RBIG Walk-Through¶

This notebook is a self-contained guide to the Rotation-Based Iterative Gaussianization (RBIG) algorithm. It covers the theory, the step-by-step algorithm, and a hands-on demonstration using the composable rbig API.

Contents

Why Gaussianization?
The Density Destructor View
Algorithm Overview
Data
Step I — Marginal Gaussianization
Step II — Rotation (PCA)
Single RBIG Layer
Full RBIG Model
Information Theory Measures
Summary

Colab / fresh environment? Run the cell below to install rbig from GitHub. Skip if already installed.

In [1]:

Copied!

!pip install "rbig[all] @ git+https://github.com/jejjohnson/rbig.git" -q
!pip install "rbig[all] @ git+https://github.com/jejjohnson/rbig.git" -q

Why Gaussianization?¶

It is notorious that we say "assume our data is Gaussian". We do this all of the time in practice because Gaussian data has nice properties:

Closed-form solutions for many statistical quantities
Linear dependence structure — the covariance matrix captures everything
Analytical expressions for entropy, KL-divergence, and mutual information

But as sensors get better, data gets bigger, and algorithms get more sophisticated, the Gaussian assumption rarely holds in practice.

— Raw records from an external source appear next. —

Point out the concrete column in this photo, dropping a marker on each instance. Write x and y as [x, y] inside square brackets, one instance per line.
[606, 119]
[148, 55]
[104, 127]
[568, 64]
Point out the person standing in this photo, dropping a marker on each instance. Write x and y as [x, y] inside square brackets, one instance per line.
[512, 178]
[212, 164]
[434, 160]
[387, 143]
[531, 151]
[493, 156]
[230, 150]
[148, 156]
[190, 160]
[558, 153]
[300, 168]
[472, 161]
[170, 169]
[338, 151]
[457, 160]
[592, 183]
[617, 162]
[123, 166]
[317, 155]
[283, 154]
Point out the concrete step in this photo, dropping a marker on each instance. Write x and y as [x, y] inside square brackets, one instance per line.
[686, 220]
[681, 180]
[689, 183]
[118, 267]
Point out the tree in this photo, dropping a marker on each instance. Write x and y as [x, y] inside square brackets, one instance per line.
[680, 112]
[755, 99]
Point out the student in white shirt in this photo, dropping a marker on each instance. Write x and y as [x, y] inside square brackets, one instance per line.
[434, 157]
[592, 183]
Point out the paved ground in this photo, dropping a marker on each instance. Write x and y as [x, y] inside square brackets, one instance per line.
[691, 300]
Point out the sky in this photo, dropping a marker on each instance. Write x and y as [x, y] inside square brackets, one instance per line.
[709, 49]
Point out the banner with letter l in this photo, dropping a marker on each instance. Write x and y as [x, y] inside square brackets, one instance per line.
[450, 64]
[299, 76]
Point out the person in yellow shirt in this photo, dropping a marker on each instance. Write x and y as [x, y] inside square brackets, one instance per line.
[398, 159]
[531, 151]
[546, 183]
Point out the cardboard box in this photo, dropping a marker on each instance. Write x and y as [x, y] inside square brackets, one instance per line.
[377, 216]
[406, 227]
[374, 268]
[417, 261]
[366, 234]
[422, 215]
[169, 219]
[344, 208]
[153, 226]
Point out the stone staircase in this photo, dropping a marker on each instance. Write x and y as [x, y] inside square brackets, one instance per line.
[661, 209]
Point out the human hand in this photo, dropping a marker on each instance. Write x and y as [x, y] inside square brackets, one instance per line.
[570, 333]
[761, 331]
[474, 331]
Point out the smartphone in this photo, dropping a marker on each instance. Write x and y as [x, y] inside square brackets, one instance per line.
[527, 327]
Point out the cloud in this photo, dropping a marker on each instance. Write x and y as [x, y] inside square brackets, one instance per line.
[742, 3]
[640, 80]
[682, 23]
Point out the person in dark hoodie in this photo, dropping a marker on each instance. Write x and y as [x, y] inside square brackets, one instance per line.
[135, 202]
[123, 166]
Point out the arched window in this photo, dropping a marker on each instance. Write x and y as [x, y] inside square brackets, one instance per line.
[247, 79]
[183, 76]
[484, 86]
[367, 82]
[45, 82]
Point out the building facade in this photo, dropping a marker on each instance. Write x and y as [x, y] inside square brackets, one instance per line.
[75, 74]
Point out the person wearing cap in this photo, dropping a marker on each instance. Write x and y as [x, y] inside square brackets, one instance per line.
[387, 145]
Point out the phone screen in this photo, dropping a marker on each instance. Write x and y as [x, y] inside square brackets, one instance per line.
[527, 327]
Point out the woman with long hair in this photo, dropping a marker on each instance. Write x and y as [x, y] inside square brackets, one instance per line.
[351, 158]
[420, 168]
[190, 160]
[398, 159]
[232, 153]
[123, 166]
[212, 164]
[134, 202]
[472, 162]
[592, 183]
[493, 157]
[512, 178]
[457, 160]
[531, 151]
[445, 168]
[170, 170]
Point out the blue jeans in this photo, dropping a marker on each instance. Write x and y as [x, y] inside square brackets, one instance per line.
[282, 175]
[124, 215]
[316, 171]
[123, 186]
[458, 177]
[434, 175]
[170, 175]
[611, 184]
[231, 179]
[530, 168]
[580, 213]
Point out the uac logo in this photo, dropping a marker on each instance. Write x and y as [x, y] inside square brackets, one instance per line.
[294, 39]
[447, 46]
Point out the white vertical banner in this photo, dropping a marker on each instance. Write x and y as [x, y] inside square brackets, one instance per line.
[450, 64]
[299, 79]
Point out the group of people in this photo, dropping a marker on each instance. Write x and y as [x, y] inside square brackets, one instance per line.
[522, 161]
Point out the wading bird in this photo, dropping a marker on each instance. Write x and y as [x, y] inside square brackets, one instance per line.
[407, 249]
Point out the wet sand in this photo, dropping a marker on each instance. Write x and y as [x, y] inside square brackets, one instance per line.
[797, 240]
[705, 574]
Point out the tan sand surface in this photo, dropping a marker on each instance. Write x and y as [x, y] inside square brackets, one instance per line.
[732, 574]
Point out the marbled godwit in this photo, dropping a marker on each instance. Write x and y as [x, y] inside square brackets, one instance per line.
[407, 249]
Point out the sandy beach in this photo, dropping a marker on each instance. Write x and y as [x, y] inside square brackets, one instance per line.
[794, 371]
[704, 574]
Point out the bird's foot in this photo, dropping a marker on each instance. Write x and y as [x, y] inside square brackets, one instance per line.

What if we could make our data Gaussian? If it were possible, then all of those nice properties would apply — because the data really is Gaussian after the transformation. This is exactly what Gaussianization does: apply a series of invertible transformations to map $\mathcal{X}$ to the Gaussian domain $\mathcal{Z}$.

Gaussianization gives us:

Process dimensions independently (statistical independence of components)
Alleviate the curse of dimensionality
Tackle PDF estimation directly — with a PDF we can sample and assign probabilities
Apply methods that assume Gaussianity
Get insight into data characteristics via information-theoretic measures

The Density Destructor View¶

RBIG belongs to the density destructor family of methods. A density destructor is a generative model that transforms a data distribution $\mathcal{X}$ to a base distribution $\mathcal{Z}$ through an invertible transformation $\mathcal{G}_\theta$:

$$\begin{aligned} x &\sim \mathcal{P}_x \quad (\text{Data Distribution})\\ \hat{z} &= \mathcal{G}_\theta(x) \sim \mathcal{P}_z \quad (\text{Base Distribution}) \end{aligned}$$

Because the transforms are invertible, we can use the change of variables formula to get probability estimates of the original data space:

$$p_x(x) = p_z\!\left(\mathcal{G}_\theta(x)\right) \left|\frac{\partial \mathcal{G}_\theta(x)}{\partial x}\right| = p_z\!\left(\mathcal{G}_\theta(x)\right) \left|\nabla_x \mathcal{G}(x)\right|$$

RBIG vs. Normalizing Flows¶

If you are familiar with normalizing flows, you'll find similarities. They are inherently the same family of methods. However, most normalizing flows focus on minimizing the log-determinant of the Jacobian as a cost function. RBIG has a different objective: maximize the negentropy (or equivalently minimize the total correlation).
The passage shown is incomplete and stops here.